Fold in some integration testing. As an experienced tester, you'll likely learn where an application's end user workflows intersect. When you evaluate these connections, that's called integration testing. Create stories for integration test coverage. Focus on application workflows with different user roles, variances in security or access settings and related areas.
For example, I'm testing a healthcare application that automatically creates financial billing charges based on the drug and dosage assigned to each patient daily. I can test to see how the financial side of the application handles changes in these values. Some questions I ask include:
- If the user assigns a drug with an incorrect dose, how does that impact the billing charge calculation?
- What happens if I change the assigned drug, but not the dose, on a daily basis?
- Does the billing calculation pick up every change?
- Does the app know when charges don't match the drug?
Most software includes integrated functional areas, like reporting and financials. Use your testing experience with the application to uncover other integrated functions to test. The mind mapping technique comes in handy here, as diagrams can help uncover all the possible exploratory testing options.
Separate customer needs from app functionality. Test the user acceptance criteria or requirements for each story and see how it all plays together when moving through customer workflows. Testers tend to assess applications using the eye of the customer, but it's easy to lose this perspective during rapid development cycles. Applying this perspective is a helpful creative exercise, but it's difficult to put into practice when a tester is continuously focused on testing individual user stories.

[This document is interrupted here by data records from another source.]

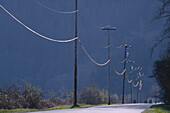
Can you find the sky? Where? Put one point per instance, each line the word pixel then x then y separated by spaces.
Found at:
pixel 50 65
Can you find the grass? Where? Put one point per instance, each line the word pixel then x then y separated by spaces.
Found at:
pixel 54 108
pixel 158 109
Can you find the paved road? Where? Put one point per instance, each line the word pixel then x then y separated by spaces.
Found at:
pixel 126 108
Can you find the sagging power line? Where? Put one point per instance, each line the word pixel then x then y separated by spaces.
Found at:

With your exploratory testing approach, focus only on the user impact. Forget what you know about each story. Think about how the user interacts, or can interact, with the application. Concentrate on testing workflows defined by user role or access level. For example, most healthcare applications have specific workflow possibilities for roles like doctor, patient and nurse. Know which role you're testing for at any given time. Forget all other functions. Test based on what the user can do in the application.
Keep in mind, most users do not follow the expected workflow. Users can get interrupted during data entry, or hit the wrong button sequence unintentionally. They might cancel an action rather than save it. Exploratory testing as their proxy provides a nearly endless loop of QA opportunities.

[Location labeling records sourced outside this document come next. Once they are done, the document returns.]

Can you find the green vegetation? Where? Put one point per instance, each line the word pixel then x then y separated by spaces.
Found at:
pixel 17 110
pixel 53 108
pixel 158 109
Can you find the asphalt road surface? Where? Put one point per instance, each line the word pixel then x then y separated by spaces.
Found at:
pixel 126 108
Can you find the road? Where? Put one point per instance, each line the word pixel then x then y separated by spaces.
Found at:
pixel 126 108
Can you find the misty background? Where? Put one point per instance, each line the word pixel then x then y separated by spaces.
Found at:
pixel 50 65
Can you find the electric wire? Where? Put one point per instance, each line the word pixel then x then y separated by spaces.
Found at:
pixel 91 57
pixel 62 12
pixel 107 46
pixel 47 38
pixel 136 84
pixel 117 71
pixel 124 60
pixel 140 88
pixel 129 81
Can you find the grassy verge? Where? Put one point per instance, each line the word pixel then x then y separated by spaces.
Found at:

Be fearless. When exploratory testing, don't fear breaking the application, the server, the database or underlying connections. Be fearlessly creative. If you can break the underlying support system or connections on a test system, then end users probably can too. Break anything and everything. You might know about an application's weak spots, or which functional areas tend to be brittle -- exploit them to your best ability. Your only barrier should be security access.
Creativity has been overlooked for years, but it's a critical skill for a QA tester's career. Exploratory testing methods depend on fearless tester creativity. An exploratory tester finds the alternative answer, goes the wrong way, performs functions incorrectly, goes backward and clicks buttons repeatedly. Exploratory testing is a chance to test outside the box and uncover problems in areas otherwise often only superficially tested. Be fearless, like a target user who knows no bounds.